I am reminded of the words of Eagles defensive coordinator Jim Johnson, who was asked after the Patriots defeated the Eagles, 24-21, in their Super Bowl meeting, what he thought of the Patriots dynasty.
"Dynasty?" he snarled. "They only beat us by three fucking points."
Since the Eagles game, the Patriots have been living dangerously, slumbering through most of their games, and then waking up at the last minute to do just enough to win. Tonight, it bit them in the ass.
Sure, there were extenuating circumstances. Tom Brady clearly wasn't able to get any zip on balls more than ten yards out, and had nothing in his ankle that would let him evade the Giants' carnivorous pass rush.

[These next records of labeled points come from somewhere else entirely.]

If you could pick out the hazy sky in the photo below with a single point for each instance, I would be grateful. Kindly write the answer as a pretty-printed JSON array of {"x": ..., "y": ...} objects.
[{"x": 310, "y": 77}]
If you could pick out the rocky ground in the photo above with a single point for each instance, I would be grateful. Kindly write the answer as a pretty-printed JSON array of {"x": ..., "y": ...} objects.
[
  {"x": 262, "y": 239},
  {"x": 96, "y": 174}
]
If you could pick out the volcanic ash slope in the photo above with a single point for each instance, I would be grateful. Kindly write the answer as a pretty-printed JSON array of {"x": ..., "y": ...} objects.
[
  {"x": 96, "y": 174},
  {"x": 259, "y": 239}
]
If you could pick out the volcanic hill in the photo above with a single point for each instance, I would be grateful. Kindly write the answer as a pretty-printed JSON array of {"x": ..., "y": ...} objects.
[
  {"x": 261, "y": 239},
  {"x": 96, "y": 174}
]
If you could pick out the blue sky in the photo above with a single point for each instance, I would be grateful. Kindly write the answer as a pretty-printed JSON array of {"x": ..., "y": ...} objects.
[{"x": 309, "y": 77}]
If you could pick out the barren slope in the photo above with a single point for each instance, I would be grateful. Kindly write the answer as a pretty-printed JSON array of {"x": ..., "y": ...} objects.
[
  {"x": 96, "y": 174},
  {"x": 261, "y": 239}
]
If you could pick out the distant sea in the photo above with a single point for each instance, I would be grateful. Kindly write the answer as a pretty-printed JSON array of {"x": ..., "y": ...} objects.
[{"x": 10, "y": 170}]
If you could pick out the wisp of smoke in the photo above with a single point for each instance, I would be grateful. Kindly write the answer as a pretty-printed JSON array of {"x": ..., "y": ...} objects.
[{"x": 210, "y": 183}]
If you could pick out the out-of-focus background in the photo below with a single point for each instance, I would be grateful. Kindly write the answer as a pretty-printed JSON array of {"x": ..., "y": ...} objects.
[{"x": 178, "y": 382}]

Then again, two weeks ago the best the Chargers could trot out was a one-legged Phillip Rivers and zero Ladanian Tomlinson, and you don't see the Pats offering to replay that one when everyone's healthy.
What it came down to was that Brady didn't have enough time or arm to pick apart the Giants' defense, and the the Patriots aging, slow linebackers didn't have quite enough on the ball to shut down the Giants medium passing game when it counted. Credit the Giants receivers for making some spectacular catches when it counted, and for overcoming some horrid drops and misplays. Credit the limping Plaxico Burress for staying out there to the bitter end, and finally making a difference at the end. Credit the Giants' kids, who came up big when bigger-name players were falling short. Credit Eli Manning, for his Randall Cunningham-esque evasion on the final drive and solid play. And most of all, credit the Giants defense, which got taken apart on the Pats' opening drive, and then bottled up Brady all night long.
There was, of course, weird stuff. Fox seemed unable to get their game clock right, though they weren't doing that much worse than the actual officials. Seriously, when so much is riding on how many seconds are left on the clock, you'd think someone would get wise to the long-running farce that is "Tweet - tick - tick - tick - tick - clock finally stops". Bill Bellchick has cemented his reputation as the Watergate-era Nixon of the NFL, starting his season with mysterious tapes and ending it by disappearing before the official end. (ESPN.com's coverage has him going out onto the field with one second left to concede; during the game it looked an awful lot more like he was demanding that final kneeldown.) And it may just have been me, but on that last, desperate heave by Tom Brady toward Randy Moss on the final drive of the game, it looked an awful lot like Moss had the old Ricky Watters alligator arms going.
But that's enough of that. There will be endless analysis written of how the Giants slew their own Goliaths, how they pulled off the biggest upset in Super Bowl history, and so on and so forth. For tonight, it's enough that the only prognosticator who came close to getting it right...was Plaxico Burress.